Paradox Assignment (ParadoxlastFirst)


From Wikipedia, the free encyclopedia

“A paradox is a statement that apparently contradicts itself and yet might be true.[1][2] Most logical paradoxes are known to be invalid arguments but are still valuable in promoting critical thinking.[3]

Some paradoxes have revealed errors in definitions assumed to be rigorous, and have caused axioms of mathematics and logic to be re-examined. One example isRussell’s paradox, which questions whether a “list of all lists that do not contain themselves” would include itself, and showed that attempts to found set theory on the identification of sets with properties or predicates were flawed.[4] Others, such as Curry’s paradox, are not yet resolved.

Examples outside logic include the Ship of Theseus from philosophy (questioning whether a ship repaired over time by replacing each of its wooden parts would remain the same ship). Paradoxes can also take the form of images or other media. For example, M.C. Escher featured perspective-based paradoxes in many of his drawings, with walls that are regarded as floors from other points of view, and staircases that appear to climb endlessly.[5]

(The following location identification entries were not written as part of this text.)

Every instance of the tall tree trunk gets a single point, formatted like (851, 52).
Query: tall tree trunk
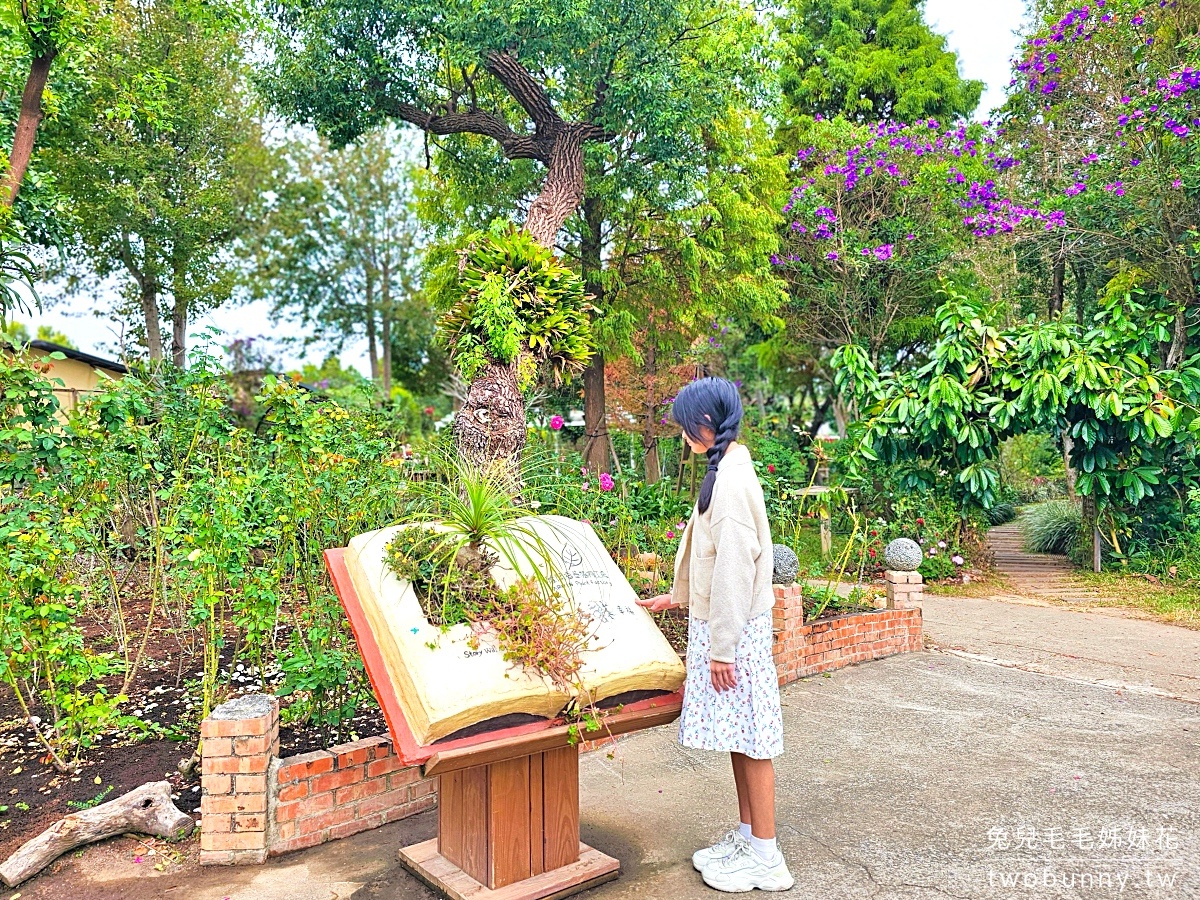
(820, 414)
(179, 311)
(491, 425)
(1056, 285)
(28, 120)
(179, 331)
(649, 433)
(1068, 444)
(595, 413)
(385, 329)
(372, 342)
(150, 312)
(148, 292)
(563, 189)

In common usage, the word “paradox” often refers to statements that are ironic or unexpected, such as “the paradox that standing is more tiring than walking”.[2]

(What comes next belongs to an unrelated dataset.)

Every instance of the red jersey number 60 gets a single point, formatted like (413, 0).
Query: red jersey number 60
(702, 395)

The desert and the sea turtle cannot exist at the same time, so the paradox is created by placing the two together!










Students will use Google or Bing or Yahoo! to find two images: 1. a background that you choose to be in direct conflict with the reality of the 2. object (or subject) in it. Open your background in Photoshop, then choose File-Place and place your object or thing into the composition. You may grab the bounding box by the handles and re-size it as you wish, then choose Enter to accept the Placement (or hit Escape to reject it).

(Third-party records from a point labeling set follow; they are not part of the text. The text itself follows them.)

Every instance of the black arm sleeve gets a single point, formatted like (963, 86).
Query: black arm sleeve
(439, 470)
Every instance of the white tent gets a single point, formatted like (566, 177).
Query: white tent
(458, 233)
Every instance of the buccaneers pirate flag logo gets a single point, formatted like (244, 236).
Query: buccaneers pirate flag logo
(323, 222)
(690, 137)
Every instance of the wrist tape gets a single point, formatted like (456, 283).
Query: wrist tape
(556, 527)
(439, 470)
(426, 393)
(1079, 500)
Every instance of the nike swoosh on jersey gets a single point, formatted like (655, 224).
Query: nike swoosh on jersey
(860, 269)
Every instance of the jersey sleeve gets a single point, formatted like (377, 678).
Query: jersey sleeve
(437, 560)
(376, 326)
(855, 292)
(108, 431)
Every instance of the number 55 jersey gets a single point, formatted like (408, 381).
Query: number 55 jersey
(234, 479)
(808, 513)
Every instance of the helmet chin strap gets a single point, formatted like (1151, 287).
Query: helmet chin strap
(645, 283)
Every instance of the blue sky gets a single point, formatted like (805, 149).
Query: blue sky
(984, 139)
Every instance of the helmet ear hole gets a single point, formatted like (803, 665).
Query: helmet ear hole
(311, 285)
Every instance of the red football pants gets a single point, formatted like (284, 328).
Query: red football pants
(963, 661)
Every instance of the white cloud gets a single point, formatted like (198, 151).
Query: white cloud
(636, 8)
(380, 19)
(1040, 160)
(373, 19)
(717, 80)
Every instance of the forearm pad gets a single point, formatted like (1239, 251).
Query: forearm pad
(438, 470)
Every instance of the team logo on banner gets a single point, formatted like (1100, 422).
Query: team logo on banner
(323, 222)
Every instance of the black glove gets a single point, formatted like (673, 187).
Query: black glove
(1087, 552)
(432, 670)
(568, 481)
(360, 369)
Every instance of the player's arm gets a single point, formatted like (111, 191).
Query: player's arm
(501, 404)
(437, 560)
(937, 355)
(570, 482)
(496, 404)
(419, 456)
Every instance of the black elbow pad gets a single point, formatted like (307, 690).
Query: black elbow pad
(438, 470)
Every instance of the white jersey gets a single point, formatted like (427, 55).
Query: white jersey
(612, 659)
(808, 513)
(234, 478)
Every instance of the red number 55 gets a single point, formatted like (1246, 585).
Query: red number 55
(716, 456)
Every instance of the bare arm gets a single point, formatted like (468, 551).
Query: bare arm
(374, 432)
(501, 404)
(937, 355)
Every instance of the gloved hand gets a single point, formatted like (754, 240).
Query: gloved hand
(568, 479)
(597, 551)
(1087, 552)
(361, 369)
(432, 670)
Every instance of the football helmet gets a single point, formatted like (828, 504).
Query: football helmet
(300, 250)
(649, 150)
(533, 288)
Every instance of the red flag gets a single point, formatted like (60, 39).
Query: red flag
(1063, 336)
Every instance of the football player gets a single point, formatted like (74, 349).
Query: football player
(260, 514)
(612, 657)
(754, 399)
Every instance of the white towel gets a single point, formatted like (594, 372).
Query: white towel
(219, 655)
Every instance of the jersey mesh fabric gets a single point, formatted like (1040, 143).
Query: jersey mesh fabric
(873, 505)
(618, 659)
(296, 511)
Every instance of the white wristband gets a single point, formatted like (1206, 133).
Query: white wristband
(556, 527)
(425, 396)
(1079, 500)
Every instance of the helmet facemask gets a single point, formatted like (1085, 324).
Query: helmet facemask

Use the Eraser Tool (E) to remove the background. Use the Move Tool (V) while holding down the Alt key on the keyboard to drag a copy of the object or item. Once you have a copy of the object,  then choose Image-Free Transform (or Control + T) to re-size the new copy as you wish. Use the Move Tool and the Alt key to copy the object over and over, then Free Transforming it over and over with Control + T or Image-Free Transform!

This work of digital art will be used as the background for our next exercise, Exercise Two: Adjustment Layers.